Powell’s most recent notoriety came from buying an abandoned prison in Cabarrus County and turning it into a distillery. It was a stroke of genius that converted surplus state property into a tourist destination and a source of economic development for her hometown. She became a leader in the budding distillery business that’s now part of North Carolina’s economic fabric. It was vintage Leanne.
But Whiskey Prison was just her latest venture. She had a flare for the grandiose while remaining remarkably understated herself. She understood that her job was to make her projects the focus of her creativity, whether the project was a distillery or political campaign. Despite her innate humility, she became a local celebrity known for giving back to her community and mentoring the next generation of entrepreneurs and activists.
I don’t remember when I first met Leanne but it was probably when she was working for the late Congressman Bill Hefner. We both lived in his district and shared an affinity for that part of the state. I got to know her better when we worked together on former Congressman Larry Kissell’s campaigns in 2006 and 2008.
It was on those campaigns that I first saw her genius. In 2006, Kissell was an unknown high school teacher and former textile worker from Montgomery County who most people gave little chance of winning. However, Leanne knew Kissell fit the district. He embodied the values of small town North Carolina in a district that was a patchwork of textile towns devastated by the trade agreements.
She understood the dynamic of the campaign instinctively. She had a former textile worker as a candidate running against Robin Hayes, a four-term incumbent and heir to the Cannon textile fortune who voted to fast-track trade agreements. She needed to tap into the populist sentiment of voters angry at being left behind by Washington and she needed to do it in a way that raised the profile of Kissell and the campaign.

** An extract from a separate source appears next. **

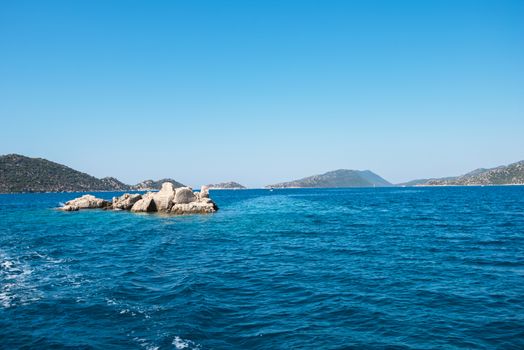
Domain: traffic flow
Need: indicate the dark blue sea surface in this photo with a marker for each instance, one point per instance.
(403, 268)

Gas prices were her answer. They’d soared to over $3.00 a gallon by 2006 and people who struggled to make ends meet, like many in the district, felt the pinch. Leanne got a gas station to sell gas at $1.22 per gallon, the price when Hayes took office in 1998. By the end of the day, cars were lined up, CNN had cameras on the scene and local news covered it across the district. The stunt answered the question “Are you better off today than you were when Robin Hayes got elected?” The answer was a resounding, “NO!” In one leap, Leanne framed the race and put Kissell on the map. It was brilliant.
In the end, Kissell lost that race by just 329 votes out of more than 120,000 cast despite being outspent three to one. It was the closest race in the nation even though the national Democrats refused to financially back Kissell. Then-Congressman Rahm Emmanuel who headed the DCCC said it was his biggest mistake of the cycle. In 2008, Kissell, with Leanne’s guidance, defeated Hayes handily. He and Leanne held the district until redistricting made it solidly Republican.
In a final act of giving back, Leanne donated her organs so others could live. Rest in Peace, Leanne Powell.